Background: Approximately 3 children out of 100,000 are diagnosed with a stroke each year. However, pediatric strokes are often misdiagnosed, so the actual rate may be higher. More than half of pediatric strokes are ischemic, which means they are due to an obstruction in a blood vessel that carries blood to the brain, such as a blood clot.
Risk Factors: Boys and African American children are at higher risk for stroke. Certain disorders that lead to increased blood clotting, such as congenital heart defects, sickle cell disorder, trauma, or cancer also put children at a higher risk.
History and Symptoms: With infants, often the only symptoms are seizures or an altered mental state. Examples of other symptoms include nausea, vomiting, and headaches.
Physical Exam: All adults should know about FAST. If an adult believes a child is having a stroke, he/she should do the following:
- Face: Ask the child to smile. If one side of the face droops, it could indicate stroke.

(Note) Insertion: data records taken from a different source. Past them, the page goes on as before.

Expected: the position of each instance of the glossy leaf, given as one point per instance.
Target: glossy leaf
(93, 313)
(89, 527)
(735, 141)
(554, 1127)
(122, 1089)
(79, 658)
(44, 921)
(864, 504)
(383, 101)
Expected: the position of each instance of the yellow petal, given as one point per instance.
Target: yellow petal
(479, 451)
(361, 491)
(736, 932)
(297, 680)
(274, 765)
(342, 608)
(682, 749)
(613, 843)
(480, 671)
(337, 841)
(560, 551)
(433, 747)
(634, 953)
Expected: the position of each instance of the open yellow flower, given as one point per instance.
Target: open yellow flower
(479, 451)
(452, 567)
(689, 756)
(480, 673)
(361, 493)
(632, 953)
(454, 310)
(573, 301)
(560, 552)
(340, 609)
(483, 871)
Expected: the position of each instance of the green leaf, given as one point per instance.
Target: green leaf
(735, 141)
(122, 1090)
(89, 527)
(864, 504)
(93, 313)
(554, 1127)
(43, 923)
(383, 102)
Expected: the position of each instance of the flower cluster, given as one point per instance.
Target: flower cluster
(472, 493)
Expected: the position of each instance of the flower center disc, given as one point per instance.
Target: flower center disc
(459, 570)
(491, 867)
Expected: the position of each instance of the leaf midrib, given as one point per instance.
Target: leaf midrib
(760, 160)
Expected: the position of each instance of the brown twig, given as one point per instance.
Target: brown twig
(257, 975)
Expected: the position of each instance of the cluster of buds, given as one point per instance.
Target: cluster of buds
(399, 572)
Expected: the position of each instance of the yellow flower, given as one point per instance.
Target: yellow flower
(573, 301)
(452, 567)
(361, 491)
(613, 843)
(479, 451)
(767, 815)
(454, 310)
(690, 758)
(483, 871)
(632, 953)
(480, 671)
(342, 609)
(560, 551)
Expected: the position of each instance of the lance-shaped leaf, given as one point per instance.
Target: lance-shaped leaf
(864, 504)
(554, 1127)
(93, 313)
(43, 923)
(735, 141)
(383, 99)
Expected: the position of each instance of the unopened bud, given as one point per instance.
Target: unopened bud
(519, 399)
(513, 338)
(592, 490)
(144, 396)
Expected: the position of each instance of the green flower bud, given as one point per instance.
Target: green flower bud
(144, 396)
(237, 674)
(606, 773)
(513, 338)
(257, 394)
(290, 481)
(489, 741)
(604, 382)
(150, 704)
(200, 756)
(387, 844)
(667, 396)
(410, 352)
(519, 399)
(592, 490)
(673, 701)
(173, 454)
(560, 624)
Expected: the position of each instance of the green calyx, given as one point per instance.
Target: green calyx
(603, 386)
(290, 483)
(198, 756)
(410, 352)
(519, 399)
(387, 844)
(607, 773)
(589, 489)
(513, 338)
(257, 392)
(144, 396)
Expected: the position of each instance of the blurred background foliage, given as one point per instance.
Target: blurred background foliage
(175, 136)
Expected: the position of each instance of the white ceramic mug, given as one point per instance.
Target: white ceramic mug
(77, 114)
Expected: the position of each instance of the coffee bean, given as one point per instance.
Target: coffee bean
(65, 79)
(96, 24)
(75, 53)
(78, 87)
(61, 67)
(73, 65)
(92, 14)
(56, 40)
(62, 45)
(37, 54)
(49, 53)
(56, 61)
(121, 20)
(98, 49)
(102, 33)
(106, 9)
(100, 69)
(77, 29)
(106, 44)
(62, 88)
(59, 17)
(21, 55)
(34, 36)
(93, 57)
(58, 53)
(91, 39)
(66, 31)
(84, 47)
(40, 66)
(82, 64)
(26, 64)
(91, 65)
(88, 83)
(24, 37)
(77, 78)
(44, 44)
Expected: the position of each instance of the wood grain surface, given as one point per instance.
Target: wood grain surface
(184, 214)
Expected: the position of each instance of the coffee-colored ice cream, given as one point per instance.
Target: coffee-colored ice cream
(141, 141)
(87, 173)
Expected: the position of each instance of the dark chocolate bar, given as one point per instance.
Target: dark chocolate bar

- Arms: Ask the child to lift both arms. Does one go downward?
- Speech: Ask the child to repeat a simple phrase. Is it slurred or strange?
- Time: If any of these symptoms are present, call 911 immediately.
Diagnostic Process: To better understand the type of stroke and areas of the brain affected, a rehab physician/PM&R physician may order imaging tests such as a CT scan, or an MRI.
Rehab Management: Rehabilitation varies. For example, as a result of a stroke, some children may develop other conditions, such as seizures or paralysis on one side. Other children may have difficulty with talking and eating while others may have problems with thinking or learning. The goal of rehabilitation is to maintain and restore function after the stroke. This can include physical therapy to improve gross motor skills, strength, and balance, occupational therapy to improve fine motor skills and activities of daily living (eating, bathing, toileting, brushing hair, etc.) and speech therapy to help with speech and swallowing. Bracing and splints may give joints stability and help preserve range of motion. Medicines can be used to help with excessive muscle tone. It is also important to work closely with the patient’s school so that they may understand the patient’s needs and receive the appropriate services for their particular deficits.
Other Resources for Patients and Families: The Children's Hemiplegia and Stroke Association helps families with children who have had strokes.